Entre Michel Alves, Alessandro e Diogo Silva, o menos ruim foi Diogo, que teve
pelo menos duas grandes atuações ajudando a garantir seis pontos, nas vitórias
sobre o Coritiba fora de casa, no Couto Pereira, e sobre o Fluminense, num jogo
em Santa Catarina, as duas por 1 a 0. Mas, como seus colegas brancos, Diogo também
cometeu suas falhas, tomou seus frangos e como foi muito mais xingado pela
torcida do que os outros dois, acabou sendo preterido por Alessandro, escolhido
pra ser o titular na reta final da temporada e que falhou bisonhamente quando o
time vencia a Ponte Preta fora de casa e tomou a virada, perdendo os três
pontos que livrariam a equipe da queda.
Ninguém na
mídia, na tevê, no rádio, na internet em jornal ou revista, ninguém falou em
racismo nem contra Cristóvão nem contra Diogo Silva nem contra Paulão nem agora,
contra Fabrício.

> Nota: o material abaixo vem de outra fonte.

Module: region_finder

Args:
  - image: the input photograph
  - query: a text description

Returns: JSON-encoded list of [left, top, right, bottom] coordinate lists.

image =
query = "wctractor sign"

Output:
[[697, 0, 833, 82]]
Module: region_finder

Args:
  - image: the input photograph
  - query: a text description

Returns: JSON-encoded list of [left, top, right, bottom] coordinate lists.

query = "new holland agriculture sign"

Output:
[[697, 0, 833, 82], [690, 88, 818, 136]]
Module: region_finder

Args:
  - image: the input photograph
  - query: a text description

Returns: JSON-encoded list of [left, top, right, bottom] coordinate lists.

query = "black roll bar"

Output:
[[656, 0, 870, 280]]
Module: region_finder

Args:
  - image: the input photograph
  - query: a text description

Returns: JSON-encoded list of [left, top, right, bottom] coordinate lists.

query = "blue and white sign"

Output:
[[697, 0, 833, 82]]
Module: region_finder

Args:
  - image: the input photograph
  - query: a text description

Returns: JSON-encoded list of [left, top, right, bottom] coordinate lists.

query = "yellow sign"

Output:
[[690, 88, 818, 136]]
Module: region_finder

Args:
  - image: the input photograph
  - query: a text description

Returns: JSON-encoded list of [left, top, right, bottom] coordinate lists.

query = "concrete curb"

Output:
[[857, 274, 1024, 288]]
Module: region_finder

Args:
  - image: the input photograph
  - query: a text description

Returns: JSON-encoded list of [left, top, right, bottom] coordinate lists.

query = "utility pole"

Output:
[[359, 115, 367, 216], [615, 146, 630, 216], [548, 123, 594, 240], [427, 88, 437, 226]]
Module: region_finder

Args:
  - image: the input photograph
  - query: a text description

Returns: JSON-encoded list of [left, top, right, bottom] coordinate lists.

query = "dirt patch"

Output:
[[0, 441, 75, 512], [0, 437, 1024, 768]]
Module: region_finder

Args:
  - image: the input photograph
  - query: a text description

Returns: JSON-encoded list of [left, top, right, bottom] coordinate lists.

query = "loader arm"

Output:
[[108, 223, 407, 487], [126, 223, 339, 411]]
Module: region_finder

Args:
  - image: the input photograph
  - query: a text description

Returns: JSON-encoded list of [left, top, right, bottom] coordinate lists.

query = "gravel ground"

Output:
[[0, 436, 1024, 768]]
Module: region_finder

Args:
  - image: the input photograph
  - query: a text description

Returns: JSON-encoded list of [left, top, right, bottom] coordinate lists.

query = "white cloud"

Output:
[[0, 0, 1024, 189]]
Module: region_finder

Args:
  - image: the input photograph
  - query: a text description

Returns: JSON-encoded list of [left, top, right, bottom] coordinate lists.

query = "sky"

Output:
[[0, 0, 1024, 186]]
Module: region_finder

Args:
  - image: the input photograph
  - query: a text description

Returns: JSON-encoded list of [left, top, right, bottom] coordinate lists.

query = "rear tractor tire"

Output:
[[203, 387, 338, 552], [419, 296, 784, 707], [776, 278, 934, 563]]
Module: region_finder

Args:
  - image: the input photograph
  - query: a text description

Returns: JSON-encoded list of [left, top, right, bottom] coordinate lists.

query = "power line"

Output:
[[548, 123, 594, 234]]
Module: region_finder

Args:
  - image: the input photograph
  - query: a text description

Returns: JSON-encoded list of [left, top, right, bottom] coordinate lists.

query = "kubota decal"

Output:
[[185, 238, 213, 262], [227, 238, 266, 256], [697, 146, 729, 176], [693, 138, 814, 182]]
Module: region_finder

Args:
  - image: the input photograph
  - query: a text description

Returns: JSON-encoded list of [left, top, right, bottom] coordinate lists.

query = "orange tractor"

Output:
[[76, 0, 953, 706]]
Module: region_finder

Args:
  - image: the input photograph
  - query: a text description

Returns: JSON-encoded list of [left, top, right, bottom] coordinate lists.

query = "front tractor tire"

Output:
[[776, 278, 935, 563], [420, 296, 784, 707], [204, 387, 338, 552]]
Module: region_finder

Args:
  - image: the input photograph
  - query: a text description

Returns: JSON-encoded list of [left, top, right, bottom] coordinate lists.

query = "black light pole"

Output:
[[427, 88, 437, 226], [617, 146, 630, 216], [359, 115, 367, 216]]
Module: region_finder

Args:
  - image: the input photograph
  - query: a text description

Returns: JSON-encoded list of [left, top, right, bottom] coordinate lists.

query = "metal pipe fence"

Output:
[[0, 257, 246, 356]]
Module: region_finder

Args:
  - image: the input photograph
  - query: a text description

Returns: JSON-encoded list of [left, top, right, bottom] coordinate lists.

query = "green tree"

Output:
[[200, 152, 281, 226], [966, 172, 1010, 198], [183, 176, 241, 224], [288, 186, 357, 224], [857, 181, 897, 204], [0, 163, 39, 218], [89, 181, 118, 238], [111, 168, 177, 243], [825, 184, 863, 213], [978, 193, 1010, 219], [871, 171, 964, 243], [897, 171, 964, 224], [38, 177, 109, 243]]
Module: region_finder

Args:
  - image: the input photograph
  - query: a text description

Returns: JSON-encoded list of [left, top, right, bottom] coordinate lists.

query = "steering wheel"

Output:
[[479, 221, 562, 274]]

Nenhum deles foi xingado de macaco, de preto safado, nenhum
recebeu bananas jogadas da torcida, então não é racismo, dizem muitos por aí, mas
é, claro que é e cada vez mais, porque a questão transcende o Vasco, é muito
mais abrangente, envolve o avanço da intolerância em todo o planeta. O ódio bombado
por fake news coloca hoje o país à beira do fascismo, e quando uma das piores
facetas desse ódio, o racismo, irrompe aos berros da torcida de um clube com a nossa
história, quando um jogador negro do Vasco, vestindo a camisa em homenagem ao
time de negros e pobres que venceu o preconceito, popularizou de vez o futebol
e conquistou nosso primeiro campeonato, em 1923, contra os brancos de Fla, Flu,
Botafogo etc...(e um ou outro mulato disfarçado com pó-de-arroz), quando este
jogador negro é a bola da vez e o racismo se manifesta de novo, velada e disfarçadamente
(como sói acontecer neste Brasil varonil), no estádio sagrado onde atuaram
Jaguaré, Fausto, Barbosa, Eli, Domingos da Guia e Leônidas da Silva, entre
outros tantos negros craques da Bola, isso é muito, muito mais triste.